From a recent Goodreads review of These Words Are True and Faithful:

I just read this book this evening (and into the morning it seems.) I’m relatively new to romances and this is the 1st LGBTQ romance I’ve read. Glad for the for opportunity to expand my horizons – I really enjoyed it. I especially liked the last chapter when Sam laid it all out on the line having grown in confidence since the beginning of the story. 

I hope the author is planning a sequel. I would love to see where Sam and Ernie’s relationship goes.

Awards

The winners of Dan Poynter’s Global Ebook Awards for 2020 have been announced. These Words Are True and Faithful has won the gold award for gay/lesbian/LGBT fiction and the silver award for contemporary romance/erotica fiction.

On writing one’s ideological opponents

In queer fiction, I notice a tendency to caricature the author’s ideological opponents as either monsters with whom no communication is possible or morons with whom no communication is possible. The author may attack straw-man versions of opposing positions or simply indulge in name-calling.
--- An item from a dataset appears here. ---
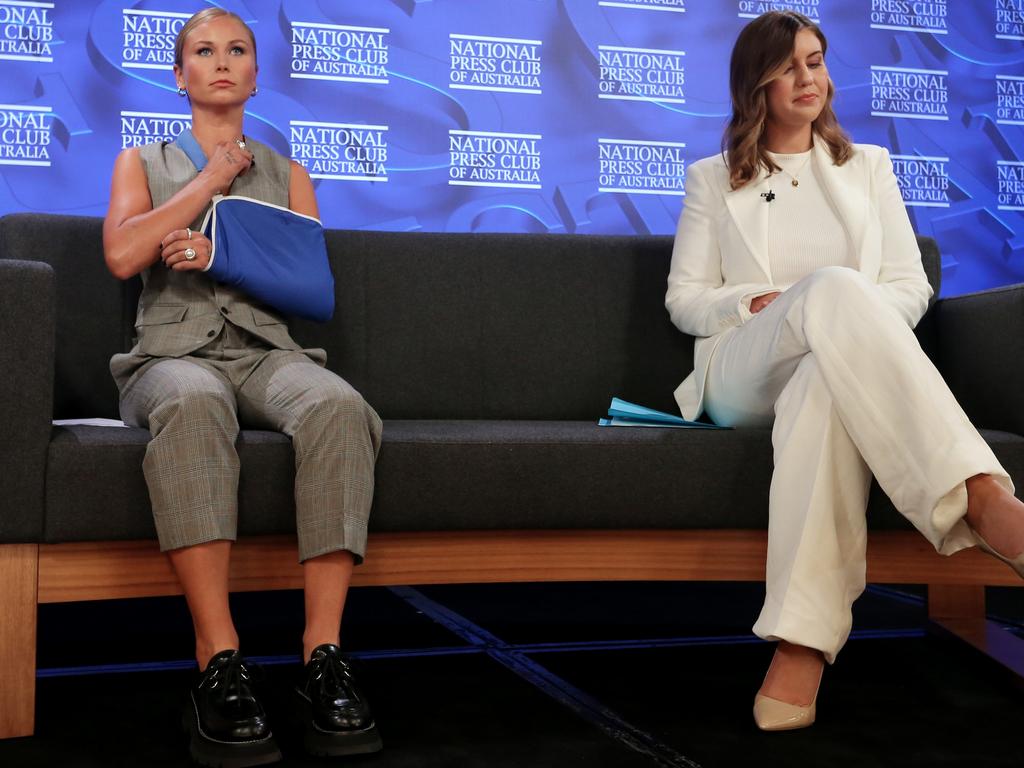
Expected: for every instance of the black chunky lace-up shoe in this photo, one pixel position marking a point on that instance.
(225, 722)
(338, 719)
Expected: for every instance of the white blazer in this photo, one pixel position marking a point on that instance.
(720, 256)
To overcome this problem, I recommend researching what people on the other side believe and why, with the goal of being able to pass an ideological Turing test, i.e., present the other side well enough to convince people on that side that you are one of them. For These Words Are True and Faithful, I did enough research on the arguments used by both socially conservative evangelical Protestants and radical feminists that I succeeded in passing ideological Turing tests as members of both groups..

Opening passage of my work in progress (as of this draft)

Beautiful Automaton

Joe Cathcart stood on the roof deck of the beach house, staring at the starry sky and the cargo ships going to and from a nearby port, while the party went on in the house below him.

“What’re you doing up here?” asked the man standing next to Joe on the rooftop deck of the beach house. “It’s a pretty dark night.”

“They often are in this part of the state at this time of year,” Joe responded.

“Fine, be that way,” said the man. “But why aren’t you downstairs at the party? Everyone’s having a good time.”

“I just had to come up here and clear my head.”

“Clear your head of what?”

“That song that was playing just now—”

“—wasn’t highbrow enough for you? This is spring break, not cultural tourism.”

“If you’re going to complete my sentences, at least try to be right. That’s not what I meant at all, and you know it.”

“Then what?”

“It’s just that the song reminded me of something.”

“What something was that?”

“Something that happened to me a while ago.”

“And what was that?”

“I didn’t come here to tell my life story to someone I’d just met.”

“I think I’ll freshen my drink.” The man went back downstairs.

No one would call the song highbrow enough. It was a schmaltzy love song, sung in a swing style. It still reminded Joe of events that he still found upsetting, starting with his first semester at Uxbridge University.